Every relationship in her life is in flux — from her friend having cancer, to her father’s condition, and her daughter leaving home. On top of that, her husband’s not even there…he gets mentioned, but there’s obviously nothing there to hold onto. Then there’s the menopause issue…and there’s another conflict; her issue with the Bush administration, with the war. It’s still a current thing, too, twelve years after it was written. So she’s at a point where she though she was the changer…but she either has to make some big changes herself, or die.

Speaking of having to make changes, are you staying locally in the Red Bank area while you’re so heavily involved in THIRD?

I had plans to go back and forth to the city, but I’ve taken them up on staying in town, in a beautiful apartment right on the river. I segue from the theater to the apartment, staying close to the other actors. We have a posse; we’ll make our way down the alleyway after we leave the theater, and perhaps someone will break into a selection from West Side Story.

This has been such a demanding role — I have to carefully figure how to best use my energy; I have to really think about when and what I’m going to eat, and how I can sneak a drink of water at the side of the stage…I’ll have a tablespoon of water; I take it like a shot!

Have you been able to slip away at all and see your husband doing his J. Edgar thing on Broadway, while all this is going on? And has he been able to catch your performance down in Red Bank? 

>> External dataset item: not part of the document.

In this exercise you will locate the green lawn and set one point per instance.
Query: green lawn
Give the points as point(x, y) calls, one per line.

The last two Sundays, as soon as I was finished I hopped on the train…and it’s great that we’re right there by the station…to get back to town and have dinner with Michael. His show opened before we did, and continues for a few more days after we close…he did manage to see one of our student matinees in Red Bank.

Well, you’ve had another Michael in your life for these recent weeks — your director, Michael Cumpsty. How’s it been collaborating with him on this character…were you guys really acquainted with each other from the time when you were both cast in the KENNEDYS miniseries?

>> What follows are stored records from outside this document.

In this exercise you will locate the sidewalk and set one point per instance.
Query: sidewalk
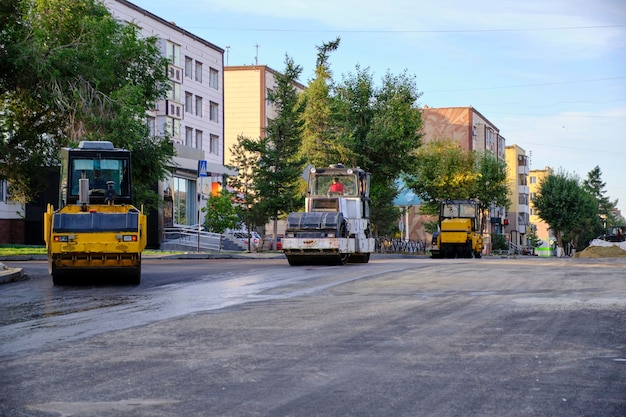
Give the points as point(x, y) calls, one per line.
point(15, 274)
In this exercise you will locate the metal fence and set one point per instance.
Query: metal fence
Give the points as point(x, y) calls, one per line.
point(189, 237)
point(388, 245)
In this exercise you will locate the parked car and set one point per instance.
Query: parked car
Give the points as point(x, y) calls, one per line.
point(279, 242)
point(255, 239)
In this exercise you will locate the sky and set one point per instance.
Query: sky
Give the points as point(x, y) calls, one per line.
point(550, 75)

I don’t even recall if we were in a scene together, but I have a memory of him, so handsome in his RAF officer’s uniform; looking like Rhett Butler…well, like Rhett Butler if he was in the RAF!

Michael Cumpsty is just so meticulous, so amazing…he’s completely immersed himself in this project, he sets the tone so beautifully and I’m so glad he’s guiding me through this. He’s in every single moment of this play. He’s so prepared, that he went around to all these New England colleges, and sent me back pictures of things like the bulletin board at the English department; the color of the wood on the walls, the light through a window.

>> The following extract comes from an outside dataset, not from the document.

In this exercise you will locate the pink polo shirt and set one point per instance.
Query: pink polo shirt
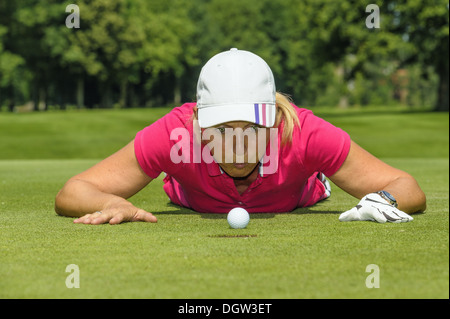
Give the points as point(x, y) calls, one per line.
point(317, 146)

Two River Theater has promoted this production in part by mentioning the fact that you’re an Oscar nominee. But not a lot of people realize that your nomination came as a songwriter, for “A Kiss at the End of the Rainbow,” which you and your husband composed for Eugene Levy and Catherine O’Hara to sing in the Christopher Guest mockumentary A MIGHTY WIND.

That song was written to do what a song in a movie used to do, rather than be this big anthemic thing over the credits. It almost didn’t make it into the picture; we even wrote an alternate song that was more of a “Leaving on a Jet Plane” kind of folk pop song, but we felt really strongly about it…Michael came to me with the information that Christopher wanted a song that really summed up the characters Mitch and Mickey; really got to the heart of who they were and what their relationship was…and it had to have something to do with a kiss. So we created this wonderful song, in which everything led up to the question of whether they would actually have that kiss. They did it so beautifully on the Oscars show, but it was the Lord of the Rings theme that won, I think.

You know, ever since we got that nomination, Michael and I are now in the musician’s section of the Academy — we vote on nominations for the various songs. These days they’ll send you a CD of all the songs, and you’ll get to listen to them closely — but when we were nominated, they were still doing it by having all the eligible voters go to a screening room and watch dozens of film clips featuring the songs. It was easy to miss things — So many people came up to me after that Oscar show and told me how they really wanted to vote for our song; how it just didn’t get noticed in between everything else that was going on.